Coffee Cake Muffins with Filling
Adapted from Home Baked Comfort by Kim Laidlaw via the Williams-Sonoma blog, Taste

- For 12 muffins - 

For the streusel topping:
1/4 cup (45 g.) all-purpose flour
1/4 cup (60 g.) firmly packed light brown sugar
1/4 teaspoon ground cinnamon (optional; I added this and liked it)
3 tablespoons cold unsalted butter, cut into small chunks

For the batter:
2 cups (315 g.) all-purpose flour (if you like, substitute up to half of the total with whole wheat pastry flour, like I did)
2 teaspoons baking powder
1/2 teaspoon baking soda
1/4 teaspoon kosher salt
1 stick (1/2 cup or 125 g.) cold unsalted butter, cut into chunks
1/2 cup (125 g.) granulated sugar
2 large eggs
2 teaspoons pure vanilla extract
1 cup (250 g.) sour cream
For the filling: 1/4 cup of your preferred fruit preserves (apricot, strawberry, peach, etc.).  I also used Nutella and chestnut cream so have fun with it!  I like to use cold filling.

Preheat oven to 400 degrees.  Position a rack in the center of the oven.  Line a standard 12-cup muffin tin with paper liners, or grease with butter.

Make streusel: In a bowl, stir the flour and brown sugar together.  Add butter and, using your fingers, work it into the mixture until small chunks form.  Place streusel in the freezer while you make the batter next.

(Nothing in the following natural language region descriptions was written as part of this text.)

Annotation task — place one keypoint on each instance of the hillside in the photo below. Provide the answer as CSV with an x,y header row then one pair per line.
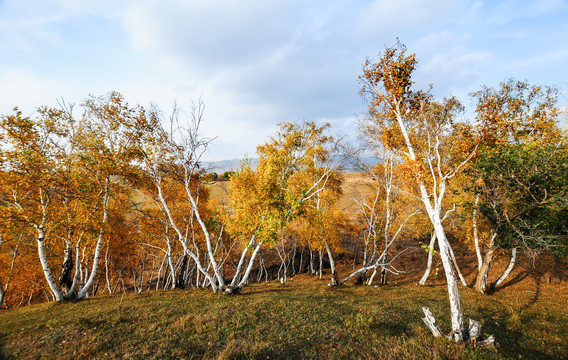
x,y
301,320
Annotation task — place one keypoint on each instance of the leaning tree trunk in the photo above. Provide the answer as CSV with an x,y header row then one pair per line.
x,y
90,281
451,278
321,264
507,270
334,277
429,263
2,294
65,279
481,279
464,283
57,293
246,275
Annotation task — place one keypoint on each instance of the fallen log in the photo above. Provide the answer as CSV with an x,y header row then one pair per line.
x,y
473,334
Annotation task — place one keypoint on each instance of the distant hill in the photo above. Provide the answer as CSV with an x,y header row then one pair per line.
x,y
221,166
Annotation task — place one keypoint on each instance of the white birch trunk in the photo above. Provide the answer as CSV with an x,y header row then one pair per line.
x,y
89,283
434,212
507,270
464,283
246,275
239,266
429,263
475,233
57,293
334,278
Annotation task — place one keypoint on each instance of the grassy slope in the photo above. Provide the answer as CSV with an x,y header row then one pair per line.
x,y
304,319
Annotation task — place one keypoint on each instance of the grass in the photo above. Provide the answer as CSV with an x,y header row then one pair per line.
x,y
304,319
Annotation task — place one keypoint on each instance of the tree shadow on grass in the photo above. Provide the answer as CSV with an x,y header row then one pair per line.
x,y
507,327
517,279
3,354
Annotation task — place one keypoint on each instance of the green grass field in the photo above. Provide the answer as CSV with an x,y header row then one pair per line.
x,y
303,319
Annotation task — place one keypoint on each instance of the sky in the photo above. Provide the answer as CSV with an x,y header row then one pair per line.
x,y
256,63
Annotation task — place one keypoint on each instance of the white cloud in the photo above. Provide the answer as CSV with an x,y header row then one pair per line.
x,y
258,62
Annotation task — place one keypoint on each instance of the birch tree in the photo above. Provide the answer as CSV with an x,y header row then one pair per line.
x,y
517,172
60,179
417,128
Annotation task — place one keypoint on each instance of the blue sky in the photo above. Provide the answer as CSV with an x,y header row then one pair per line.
x,y
257,62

Make muffin batter: Whisk flour, baking powder, baking soda, and salt together in a bowl.  In the bowl of a stand mixer fitted with the paddle attachment, beat butter and granulated sugar on medium-high speed until light and fluffy, about 1 minute.  Beat in eggs, one at a time, scraping down the sides and bottom of the bowl as needed.  Beat in vanilla.  Add sour cream and beat on low-speed until combined.  Remove the bowl from the stand mixer, add dry ingredients, and stir together with a rubber spatula until just combined and the batter is moistened.  The batter will be thick and sticky, much like biscuit dough.

Spoon a heaping tablespoon of batter into each prepared muffin cup (I use two spoons to ease the batter out).  Spoon a teaspoon of preserves, or other filling you're using, into the center of each. Top with another spoonful of batter, covering the filling.  The cup should be full.  Load the top of each muffin with a generous portion of the streusel.

Bake until muffins are golden brown and a toothpick inserted into the muffin comes out clean (save for the filling), about 13-15 minutes.  Let muffins cool in the pan on a wire rack for about 5 minutes before unmolding onto the rack. You can enjoy these muffins while they're still a bit warm.  I like to let them cool long enough so that the crumb topping is nice and crisp.